Notes

Holidays #6: St. Nicolas Day

December 6, 2015

St. Nicholas Day (Dzień Świętego Mikołaja) kicks off the Christmas holidays in Poland and many other countries across Europe. Saint Nicholas, renowned for his great kindness and generous aid, had a reputation for miracles and secret gift-giving, which made him the model for the figure we’ve come to know as Santa Claus. To celebrate, young children put their shoes on the windowsill on the night of December 5th for St. Nicholas, who fills the boots with gifts and sweets overnight and checks to see if the children have been good or bad over the last year – supposedly the origin of American Christmas stockings.

 

The one thing that St. Nicholas is not, is a jolly, red-cheeked man, who says “Ho, Ho, Ho.” In Poland, he is a saintly and dignified figure – a patron saint of sailers, archers, and children.

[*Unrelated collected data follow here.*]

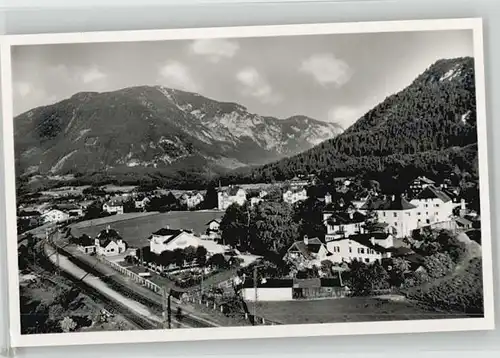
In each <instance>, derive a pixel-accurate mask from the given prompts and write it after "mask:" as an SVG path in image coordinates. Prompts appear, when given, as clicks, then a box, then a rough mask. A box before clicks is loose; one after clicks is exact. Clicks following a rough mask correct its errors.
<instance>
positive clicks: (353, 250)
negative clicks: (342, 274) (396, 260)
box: [326, 233, 394, 263]
mask: <svg viewBox="0 0 500 358" xmlns="http://www.w3.org/2000/svg"><path fill="white" fill-rule="evenodd" d="M393 246H394V239H393V236H392V235H390V234H387V233H372V234H360V235H351V236H349V237H346V238H341V239H337V240H333V241H330V242H328V243H327V244H326V247H327V249H328V251H329V252H330V253H331V255H330V256H329V257H328V259H329V260H330V261H332V262H334V263H342V262H351V261H354V260H357V261H361V262H364V263H373V262H375V261H380V260H382V259H383V258H389V257H391V256H392V253H391V248H392V247H393Z"/></svg>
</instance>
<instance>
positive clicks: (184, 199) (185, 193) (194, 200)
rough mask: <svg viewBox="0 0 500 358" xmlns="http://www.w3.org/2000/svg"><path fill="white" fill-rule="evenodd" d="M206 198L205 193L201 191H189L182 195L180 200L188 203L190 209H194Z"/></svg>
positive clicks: (202, 201) (188, 208)
mask: <svg viewBox="0 0 500 358" xmlns="http://www.w3.org/2000/svg"><path fill="white" fill-rule="evenodd" d="M204 199H205V198H204V196H203V194H202V193H200V192H199V191H188V192H185V193H184V194H182V195H181V197H180V202H181V203H182V204H184V205H186V206H187V208H188V209H192V208H195V207H197V206H198V205H199V204H201V203H202V202H203V200H204Z"/></svg>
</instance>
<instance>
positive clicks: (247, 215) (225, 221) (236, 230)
mask: <svg viewBox="0 0 500 358" xmlns="http://www.w3.org/2000/svg"><path fill="white" fill-rule="evenodd" d="M250 215H251V213H250V208H249V207H248V206H246V205H245V206H240V205H238V204H236V203H234V204H231V205H230V206H229V207H228V208H227V209H226V212H225V214H224V216H223V217H222V220H221V223H220V226H219V228H220V231H221V239H222V242H223V243H224V244H226V245H229V246H231V247H243V248H247V247H248V244H249V242H248V240H247V239H248V224H249V221H250V220H249V218H250Z"/></svg>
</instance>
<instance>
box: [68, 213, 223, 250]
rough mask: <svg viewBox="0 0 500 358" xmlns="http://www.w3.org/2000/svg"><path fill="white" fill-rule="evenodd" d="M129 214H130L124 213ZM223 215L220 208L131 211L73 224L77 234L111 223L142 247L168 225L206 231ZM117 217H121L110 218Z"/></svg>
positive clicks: (112, 228)
mask: <svg viewBox="0 0 500 358" xmlns="http://www.w3.org/2000/svg"><path fill="white" fill-rule="evenodd" d="M124 215H127V214H124ZM223 215H224V213H223V212H220V211H171V212H168V213H155V214H150V215H139V216H138V215H137V214H135V215H132V216H129V217H125V218H123V219H121V217H123V216H122V215H119V216H111V217H109V218H106V219H108V220H102V221H99V220H101V219H98V220H93V221H86V222H82V223H78V224H76V225H74V226H72V233H73V235H75V236H80V235H82V234H87V235H89V236H91V237H95V236H96V235H97V234H98V233H99V232H100V231H101V230H104V229H106V227H107V226H108V225H109V226H110V227H111V228H112V229H115V230H117V231H118V232H119V233H120V235H121V236H122V238H123V239H124V240H125V241H126V242H127V243H128V244H129V245H130V246H131V247H141V246H145V245H148V244H149V242H148V240H147V239H148V237H150V236H151V234H152V233H153V232H155V231H157V230H159V229H161V228H164V227H166V226H169V227H170V228H171V229H185V230H192V231H193V232H194V233H195V234H198V235H200V234H203V233H204V232H205V230H206V224H207V223H208V222H209V221H210V220H212V219H220V218H222V216H223ZM111 218H115V219H116V220H119V221H116V220H115V221H111V220H112V219H111Z"/></svg>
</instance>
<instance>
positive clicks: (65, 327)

Among the kind and miraculous acts attributed to him, is saving three young girls from prostitution by secretly providing them with dowries, raising three murdered boys from the dead, and saving sailors caught in the stormy seas.

 

He has a white, flowing beard, carries a golden crozier (sort of like a fancy shepherd’s staff), and wears a long white or red robe with a tall and magnificent headpiece (resembling a bishop’s mitre). And with the aid of an angel helper, he travels either on foot, on horseback, or in a sleigh pulled by a white horse to visit each and every home.

 

So tell me, did you find any gifts in your shoe this morning?

Bonus Factoids 

Candy canes originated as a symbol of a crozier.

 

Why shoes? It is said that, mysteriously, on three different occasions, a bag of gold appeared in the home of a poor man and his three daughters who needed dowries in order to avoid prostitution. Wanting to help, St. Nicholas secretly tossed bags of gold through an open window and/or chimney (the jury’s still out on this one), where it fell into a pair of shoes. On the third day, he was found out, but made the man promise not to tell anyone about it.

 

The name Santa Clause comes from the Dutch Sinterklass – itself a series of corruptions on the transliteration of St. Nikolaos.

 

In France, St. Nicholas travels with a little donkey that carries a basket filled with gifts and sweets.